The CVE‑2026 identifier tells us this vulnerability was reserved in the 2026 calendar year, meaning it’s a newly discovered problem, not something that’s been brewing for years. The jump to version 150 follows Chrome’s accelerated numbering scheme — earlier in the 2020s, Chrome moved to a roughly four‑week major cycle, and version 150 lands in the spring of 2026.
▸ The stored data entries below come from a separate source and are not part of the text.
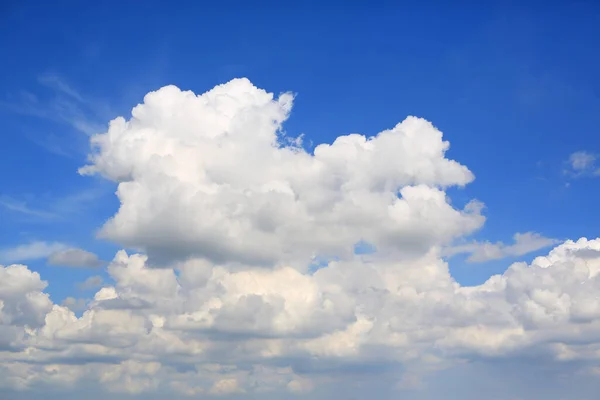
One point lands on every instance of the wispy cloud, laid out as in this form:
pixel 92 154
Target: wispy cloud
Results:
pixel 76 258
pixel 30 251
pixel 56 208
pixel 524 243
pixel 22 207
pixel 59 102
pixel 581 164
The last time Chrome for Android received an emergency, single‑CVE patch was CVE‑2025‑5678 in late 2025, a sandbox‑escape bug that was chained with a JavaScript engine flaw to push spyware onto targets in the Middle East. That incident pushed Google to shorten the Android patch gap to match desktop more closely, but mid‑cycle surprises like today’s CVE‑2026‑13929 prove that no cycle is fast enough for a zero‑day.

What to do right now

  1. Open the Google Play Store on your Android phone or tablet.
  2. Search for “Google Chrome.” If you see an “Update” button, tap it. If you already have version 150.0.7871.47 or later, you’ll see “Open” instead.
  3. Confirm the version. Inside Chrome, tap the three‑dot menu > Settings > About Chrome. The Application version field should show 150.0.7871.47 and the build number should match. Do not trust the version shown in Android’s Settings > Apps list — that sometimes lags behind.
  4. Enable auto‑update if you haven’t. Go to Play Store settings > Auto‑update apps, and choose “Over any network.” On metered connections you might want “Over Wi‑Fi only,” but Chrome security patches are typically small (under 30 MB).
  5. Enterprise admins: Validate that your organization’s managed Play Store has approved the latest Chrome update. For devices that are stuck on Android 7 or older, issue a migration plan immediately.
  6. Reboot your device. While not strictly necessary, a restart ensures all running Chrome processes (including WebView) are fully cycled.

Outlook

Google will likely publish a full technical write‑up of CVE‑2026-13929 in two to four weeks, once a critical mass of users have applied the patch. At that point, we’ll learn whether the bug allowed remote code execution, information disclosure, or privilege escalation — and whether it was chained with other exploits. Keep an eye on the Chrome Releases blog and the Android Security Bulletin for updates. In the meantime, treat any device running a pre‑150 build of Chrome as potentially compromised and prioritize the update over all other routine maintenance.